Kasspian’s cold read on Homejoy
Fatal flawThat customers and cleaners will keep booking through the app — and keep paying the platform's cut — rather than simply exchanging numbers after the first job and arranging everything directly from then on.
Homejoy launched in 2012 out of Y Combinator with a clean, on-demand pitch: open an app, book a vetted cleaner, done. It rode the early 'Uber for X' wave to roughly $40 million in funding, including from Google Ventures, and expanded aggressively to more than 30 cities across several countries.
Growth looked great, because growth was bought. Homejoy leaned on deeply discounted first cleans — promotions that put a session at around $19 or $20 — to pull in customers fast. The trouble was who those offers attracted: deal-seekers who came for the discount and didn't come back at full price. Reported repeat rates were low.

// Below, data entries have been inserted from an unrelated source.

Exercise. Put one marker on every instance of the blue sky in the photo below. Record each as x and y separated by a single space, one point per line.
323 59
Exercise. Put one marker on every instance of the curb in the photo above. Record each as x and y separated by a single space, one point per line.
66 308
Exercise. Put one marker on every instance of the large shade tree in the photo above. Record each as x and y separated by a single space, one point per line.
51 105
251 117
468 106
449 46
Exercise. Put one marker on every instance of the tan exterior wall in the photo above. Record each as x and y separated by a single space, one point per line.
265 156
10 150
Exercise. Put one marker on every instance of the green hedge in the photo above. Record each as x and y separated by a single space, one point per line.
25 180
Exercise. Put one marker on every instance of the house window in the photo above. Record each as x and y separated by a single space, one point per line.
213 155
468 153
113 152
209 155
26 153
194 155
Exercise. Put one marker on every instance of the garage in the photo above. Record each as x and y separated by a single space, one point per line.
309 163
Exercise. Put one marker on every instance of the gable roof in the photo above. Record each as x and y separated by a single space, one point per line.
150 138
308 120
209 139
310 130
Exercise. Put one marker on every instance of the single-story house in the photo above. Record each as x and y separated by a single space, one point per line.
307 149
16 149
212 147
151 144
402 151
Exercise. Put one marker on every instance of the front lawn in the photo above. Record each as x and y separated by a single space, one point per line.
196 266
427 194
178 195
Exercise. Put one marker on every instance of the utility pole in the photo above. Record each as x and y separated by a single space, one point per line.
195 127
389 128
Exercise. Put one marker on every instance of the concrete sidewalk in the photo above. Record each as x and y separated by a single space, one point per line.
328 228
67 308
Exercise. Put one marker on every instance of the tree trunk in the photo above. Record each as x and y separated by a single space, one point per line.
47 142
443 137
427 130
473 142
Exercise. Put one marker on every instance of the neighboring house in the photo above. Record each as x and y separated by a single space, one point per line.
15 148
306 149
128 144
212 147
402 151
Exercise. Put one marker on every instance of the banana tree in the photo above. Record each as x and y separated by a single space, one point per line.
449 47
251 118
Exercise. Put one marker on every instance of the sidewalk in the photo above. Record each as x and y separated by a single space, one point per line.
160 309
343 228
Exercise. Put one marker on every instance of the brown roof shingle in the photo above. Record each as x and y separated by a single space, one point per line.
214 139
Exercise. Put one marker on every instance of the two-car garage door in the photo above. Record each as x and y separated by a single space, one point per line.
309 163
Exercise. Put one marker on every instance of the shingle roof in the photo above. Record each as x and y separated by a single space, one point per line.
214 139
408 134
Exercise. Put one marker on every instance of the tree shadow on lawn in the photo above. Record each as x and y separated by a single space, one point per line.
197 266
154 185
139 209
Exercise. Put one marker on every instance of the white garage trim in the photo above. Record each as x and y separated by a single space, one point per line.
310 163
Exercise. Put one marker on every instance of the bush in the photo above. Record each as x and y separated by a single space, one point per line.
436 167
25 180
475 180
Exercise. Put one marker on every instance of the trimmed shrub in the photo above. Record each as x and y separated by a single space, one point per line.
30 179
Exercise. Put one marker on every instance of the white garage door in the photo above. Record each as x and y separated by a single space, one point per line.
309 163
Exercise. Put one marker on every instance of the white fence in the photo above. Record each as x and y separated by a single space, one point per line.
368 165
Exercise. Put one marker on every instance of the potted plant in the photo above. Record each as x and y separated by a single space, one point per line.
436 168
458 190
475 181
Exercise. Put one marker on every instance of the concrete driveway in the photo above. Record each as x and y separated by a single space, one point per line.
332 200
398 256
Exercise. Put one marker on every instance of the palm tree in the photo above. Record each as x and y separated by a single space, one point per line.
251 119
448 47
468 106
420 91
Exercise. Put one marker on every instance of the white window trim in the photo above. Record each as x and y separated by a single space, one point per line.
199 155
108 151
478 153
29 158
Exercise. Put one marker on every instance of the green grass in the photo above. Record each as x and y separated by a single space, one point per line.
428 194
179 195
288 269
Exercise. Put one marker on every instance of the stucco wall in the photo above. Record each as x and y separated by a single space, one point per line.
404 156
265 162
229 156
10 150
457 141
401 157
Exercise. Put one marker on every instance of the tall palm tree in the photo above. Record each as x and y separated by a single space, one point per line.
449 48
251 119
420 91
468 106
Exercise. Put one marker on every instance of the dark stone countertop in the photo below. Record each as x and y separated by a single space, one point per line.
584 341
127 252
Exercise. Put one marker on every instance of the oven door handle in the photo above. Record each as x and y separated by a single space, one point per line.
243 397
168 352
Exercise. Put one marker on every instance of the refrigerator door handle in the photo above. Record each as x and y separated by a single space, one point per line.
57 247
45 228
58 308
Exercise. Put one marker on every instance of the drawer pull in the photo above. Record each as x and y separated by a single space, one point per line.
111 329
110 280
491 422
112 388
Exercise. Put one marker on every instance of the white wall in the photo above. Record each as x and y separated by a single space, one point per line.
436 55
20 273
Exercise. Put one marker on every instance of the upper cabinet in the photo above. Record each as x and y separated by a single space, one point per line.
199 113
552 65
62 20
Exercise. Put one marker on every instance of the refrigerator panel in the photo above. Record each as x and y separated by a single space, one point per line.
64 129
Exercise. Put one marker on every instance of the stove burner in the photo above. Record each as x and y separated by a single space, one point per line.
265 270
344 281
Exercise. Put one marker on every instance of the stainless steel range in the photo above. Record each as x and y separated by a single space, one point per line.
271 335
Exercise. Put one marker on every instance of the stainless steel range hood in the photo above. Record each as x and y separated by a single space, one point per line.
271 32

Underneath the retention problem sat a structural one. Once Homejoy introduced a customer to a cleaner they liked, the two of them had every incentive to drop the middleman. The cleaner kept more; the customer often paid less; and Homejoy, which had paid to acquire both sides, collected nothing on the bookings that moved off-platform. A marketplace with no lock-in after the first match is paying to arrange relationships it doesn't get to keep.
On top of that came the legal pressure that the company publicly blamed for the end: a wave of lawsuits over whether its cleaners should be classified as employees rather than independent contractors. That fight threatened to upend the cost structure of the entire model and made the company much harder to fund through its other problems.

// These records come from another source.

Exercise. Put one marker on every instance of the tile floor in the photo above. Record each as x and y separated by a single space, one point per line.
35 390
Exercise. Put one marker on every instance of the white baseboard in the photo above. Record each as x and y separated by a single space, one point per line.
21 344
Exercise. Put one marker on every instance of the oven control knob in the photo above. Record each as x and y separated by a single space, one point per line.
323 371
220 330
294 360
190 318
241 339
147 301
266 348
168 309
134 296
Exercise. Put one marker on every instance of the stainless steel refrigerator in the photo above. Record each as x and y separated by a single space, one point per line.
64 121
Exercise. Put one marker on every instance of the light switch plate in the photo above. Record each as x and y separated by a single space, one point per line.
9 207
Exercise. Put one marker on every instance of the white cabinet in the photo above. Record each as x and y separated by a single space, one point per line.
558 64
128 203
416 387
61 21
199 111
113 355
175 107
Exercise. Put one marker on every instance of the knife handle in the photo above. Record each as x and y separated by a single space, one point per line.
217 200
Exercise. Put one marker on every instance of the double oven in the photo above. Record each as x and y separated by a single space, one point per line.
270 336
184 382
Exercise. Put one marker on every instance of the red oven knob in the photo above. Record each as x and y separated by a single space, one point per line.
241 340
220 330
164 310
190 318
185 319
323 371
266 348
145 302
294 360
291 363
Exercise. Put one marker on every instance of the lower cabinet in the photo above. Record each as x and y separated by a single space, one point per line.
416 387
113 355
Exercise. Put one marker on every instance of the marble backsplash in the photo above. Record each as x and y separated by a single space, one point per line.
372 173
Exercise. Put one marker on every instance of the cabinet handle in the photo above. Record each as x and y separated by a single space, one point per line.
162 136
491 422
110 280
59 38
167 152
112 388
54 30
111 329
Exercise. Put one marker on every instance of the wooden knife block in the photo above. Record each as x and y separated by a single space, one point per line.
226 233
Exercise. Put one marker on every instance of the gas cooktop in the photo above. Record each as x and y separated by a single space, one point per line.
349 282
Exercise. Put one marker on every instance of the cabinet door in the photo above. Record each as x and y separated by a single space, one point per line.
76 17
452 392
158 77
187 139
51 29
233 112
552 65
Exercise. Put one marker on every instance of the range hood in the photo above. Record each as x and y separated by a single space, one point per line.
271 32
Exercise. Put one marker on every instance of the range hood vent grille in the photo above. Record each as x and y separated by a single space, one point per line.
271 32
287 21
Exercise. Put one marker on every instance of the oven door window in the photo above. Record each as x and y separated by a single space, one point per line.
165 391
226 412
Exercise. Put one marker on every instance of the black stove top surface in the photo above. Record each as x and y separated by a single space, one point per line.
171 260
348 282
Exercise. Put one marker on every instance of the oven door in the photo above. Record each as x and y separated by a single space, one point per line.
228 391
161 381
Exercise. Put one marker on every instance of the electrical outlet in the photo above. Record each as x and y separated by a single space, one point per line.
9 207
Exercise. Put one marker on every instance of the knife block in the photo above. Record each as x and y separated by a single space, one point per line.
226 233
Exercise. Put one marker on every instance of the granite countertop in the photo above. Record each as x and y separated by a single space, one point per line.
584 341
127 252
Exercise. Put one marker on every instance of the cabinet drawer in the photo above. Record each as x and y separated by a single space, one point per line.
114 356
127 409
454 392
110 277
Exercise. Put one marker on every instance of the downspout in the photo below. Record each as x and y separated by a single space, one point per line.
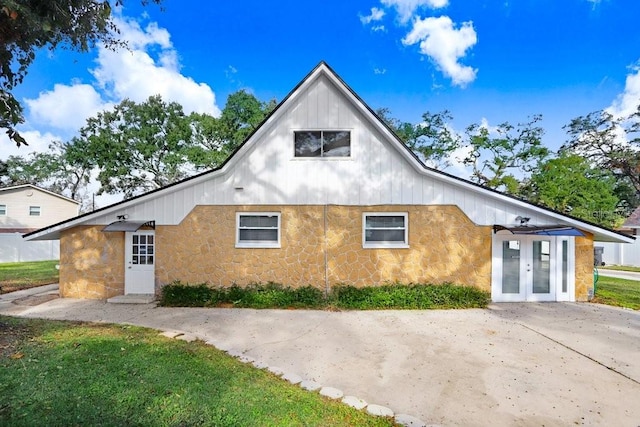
326 255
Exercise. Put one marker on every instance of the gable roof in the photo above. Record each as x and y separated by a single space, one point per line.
323 69
35 187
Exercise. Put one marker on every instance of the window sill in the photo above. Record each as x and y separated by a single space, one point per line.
257 246
386 246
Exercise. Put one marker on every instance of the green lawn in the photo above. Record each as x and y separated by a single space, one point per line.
621 268
21 275
64 373
618 292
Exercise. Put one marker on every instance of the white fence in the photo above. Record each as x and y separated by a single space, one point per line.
621 253
13 248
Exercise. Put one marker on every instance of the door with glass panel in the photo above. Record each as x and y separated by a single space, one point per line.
140 256
524 268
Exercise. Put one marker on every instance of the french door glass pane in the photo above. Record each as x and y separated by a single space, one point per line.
541 267
511 267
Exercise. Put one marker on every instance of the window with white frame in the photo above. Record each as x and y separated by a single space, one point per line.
385 230
258 229
322 143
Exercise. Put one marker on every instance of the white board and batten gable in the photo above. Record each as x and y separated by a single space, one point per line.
380 170
28 207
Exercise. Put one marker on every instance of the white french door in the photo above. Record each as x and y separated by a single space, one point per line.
140 256
532 268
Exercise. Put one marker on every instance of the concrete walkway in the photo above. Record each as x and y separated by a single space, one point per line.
513 364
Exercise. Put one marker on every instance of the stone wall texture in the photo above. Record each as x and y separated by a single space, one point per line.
584 266
445 246
320 246
91 263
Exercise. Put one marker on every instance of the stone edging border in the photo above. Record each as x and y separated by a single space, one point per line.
330 392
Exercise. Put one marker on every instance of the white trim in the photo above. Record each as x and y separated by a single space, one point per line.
254 243
378 245
323 70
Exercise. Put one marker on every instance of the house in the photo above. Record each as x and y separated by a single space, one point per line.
323 192
621 254
25 208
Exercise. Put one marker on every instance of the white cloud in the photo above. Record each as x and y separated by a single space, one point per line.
445 45
66 107
127 73
406 8
627 102
135 75
376 15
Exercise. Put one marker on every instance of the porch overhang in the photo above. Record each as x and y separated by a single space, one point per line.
123 225
540 230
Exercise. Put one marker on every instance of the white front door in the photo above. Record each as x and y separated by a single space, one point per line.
532 268
140 257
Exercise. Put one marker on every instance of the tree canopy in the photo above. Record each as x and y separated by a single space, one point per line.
26 26
570 184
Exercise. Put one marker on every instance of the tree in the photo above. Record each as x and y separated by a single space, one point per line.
610 142
570 184
26 26
218 138
56 170
494 156
137 147
434 139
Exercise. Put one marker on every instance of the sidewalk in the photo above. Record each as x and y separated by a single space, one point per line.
551 364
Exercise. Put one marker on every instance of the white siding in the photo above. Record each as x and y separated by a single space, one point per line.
380 171
53 209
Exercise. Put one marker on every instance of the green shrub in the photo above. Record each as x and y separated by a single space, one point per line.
175 294
274 295
412 296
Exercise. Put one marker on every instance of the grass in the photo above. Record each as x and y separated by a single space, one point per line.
22 275
273 295
618 292
64 373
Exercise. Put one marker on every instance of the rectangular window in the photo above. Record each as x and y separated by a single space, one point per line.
322 143
258 230
385 230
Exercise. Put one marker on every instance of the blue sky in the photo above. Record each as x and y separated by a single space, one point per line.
485 61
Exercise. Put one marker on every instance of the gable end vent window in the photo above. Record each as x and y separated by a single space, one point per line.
322 143
258 230
385 230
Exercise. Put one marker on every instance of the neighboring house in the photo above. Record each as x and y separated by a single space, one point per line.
323 192
621 254
25 208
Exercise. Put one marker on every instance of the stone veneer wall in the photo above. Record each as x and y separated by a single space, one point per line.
445 246
91 263
584 266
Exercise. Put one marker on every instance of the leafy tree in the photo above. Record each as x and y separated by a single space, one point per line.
137 147
55 170
613 143
217 138
27 26
570 184
433 139
495 156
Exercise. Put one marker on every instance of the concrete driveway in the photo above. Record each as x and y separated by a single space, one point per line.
513 364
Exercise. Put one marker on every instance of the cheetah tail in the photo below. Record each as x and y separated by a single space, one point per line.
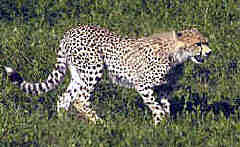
53 80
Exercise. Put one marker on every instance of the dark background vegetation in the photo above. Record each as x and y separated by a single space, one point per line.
205 110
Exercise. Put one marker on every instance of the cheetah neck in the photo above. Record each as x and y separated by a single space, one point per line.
180 57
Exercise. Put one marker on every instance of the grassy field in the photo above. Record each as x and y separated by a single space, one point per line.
205 101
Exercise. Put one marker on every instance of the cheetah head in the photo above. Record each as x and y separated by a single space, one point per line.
191 44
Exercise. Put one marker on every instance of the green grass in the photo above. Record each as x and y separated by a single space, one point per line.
205 110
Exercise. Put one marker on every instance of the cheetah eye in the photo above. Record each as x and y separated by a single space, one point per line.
179 34
199 44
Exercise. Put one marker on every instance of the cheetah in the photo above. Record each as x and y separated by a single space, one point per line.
141 64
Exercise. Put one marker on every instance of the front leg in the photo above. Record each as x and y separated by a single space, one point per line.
159 111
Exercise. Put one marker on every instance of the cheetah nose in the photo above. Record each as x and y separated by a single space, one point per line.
209 53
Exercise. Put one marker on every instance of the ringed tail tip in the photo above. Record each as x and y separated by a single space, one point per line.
13 75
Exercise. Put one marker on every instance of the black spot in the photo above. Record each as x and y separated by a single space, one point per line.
179 34
15 77
50 81
29 89
97 79
40 87
56 74
90 79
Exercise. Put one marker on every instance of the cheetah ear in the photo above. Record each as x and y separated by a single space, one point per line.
179 44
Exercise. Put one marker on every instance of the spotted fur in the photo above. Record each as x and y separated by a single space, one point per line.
133 63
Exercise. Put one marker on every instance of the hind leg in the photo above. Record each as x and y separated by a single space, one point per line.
66 98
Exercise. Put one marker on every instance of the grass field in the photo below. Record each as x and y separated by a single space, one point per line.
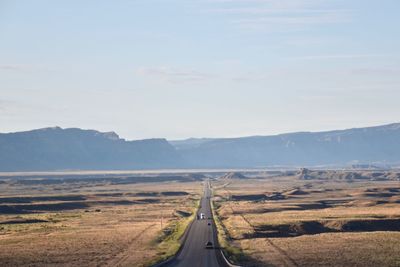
93 223
280 220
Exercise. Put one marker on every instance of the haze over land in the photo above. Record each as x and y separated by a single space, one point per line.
76 149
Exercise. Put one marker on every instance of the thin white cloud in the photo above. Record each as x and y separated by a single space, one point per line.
21 67
175 75
280 15
337 56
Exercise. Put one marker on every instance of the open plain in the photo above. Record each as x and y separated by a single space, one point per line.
326 218
92 220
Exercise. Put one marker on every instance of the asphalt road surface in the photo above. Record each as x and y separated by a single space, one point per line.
194 253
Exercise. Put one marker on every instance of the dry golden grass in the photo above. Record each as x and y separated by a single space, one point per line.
274 232
106 232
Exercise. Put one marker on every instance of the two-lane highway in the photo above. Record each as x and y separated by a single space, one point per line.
194 253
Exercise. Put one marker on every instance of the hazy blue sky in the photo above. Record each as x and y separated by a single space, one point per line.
194 68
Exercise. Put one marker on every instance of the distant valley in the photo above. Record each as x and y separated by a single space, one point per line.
76 149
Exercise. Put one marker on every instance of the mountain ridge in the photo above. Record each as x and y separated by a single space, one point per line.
55 148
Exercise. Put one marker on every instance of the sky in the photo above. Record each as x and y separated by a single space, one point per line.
201 68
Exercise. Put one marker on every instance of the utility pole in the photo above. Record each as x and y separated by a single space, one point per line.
161 220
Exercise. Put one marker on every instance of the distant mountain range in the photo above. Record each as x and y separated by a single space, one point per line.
77 149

Homejoy shut down in July 2015. It cited the worker-classification suits as the trigger, but the deeper condition was already terminal: it hadn't shown it could retain either side of its market or keep them transacting through the platform. The lawsuits were what finished a model that wasn't holding its users in the first place.
Kasspian scored the stripped pitch 3/10 — test it first — because a matching marketplace can be a real business, but only if it answers one question first: what stops both sides from cutting you out after the introduction? For home cleaning, where the same two people repeat a simple transaction every week, the honest answer was 'almost nothing', and that's the assumption the whole take-rate depended on.
Discount-driven growth hid the problem rather than solving it. Cheap first cleans made the charts go up while the underlying retention — the thing that actually had to be true — stayed broken. It's easy to mistake bought growth for demand; the test is whether the second purchase happens at full price, on the platform, without a coupon.
If you're building a marketplace, find your leakage risk before you scale, not after. Name the reason the two sides keep coming back through you — recurring scheduling, payments, trust, guarantees, something they'd lose by going direct — and test whether it actually holds for a cohort over months. 'Test it first' here means proving repeat, on-platform bookings at real prices before you pour money into 30 cities. Homejoy poured first and discovered the leak after the tank was full.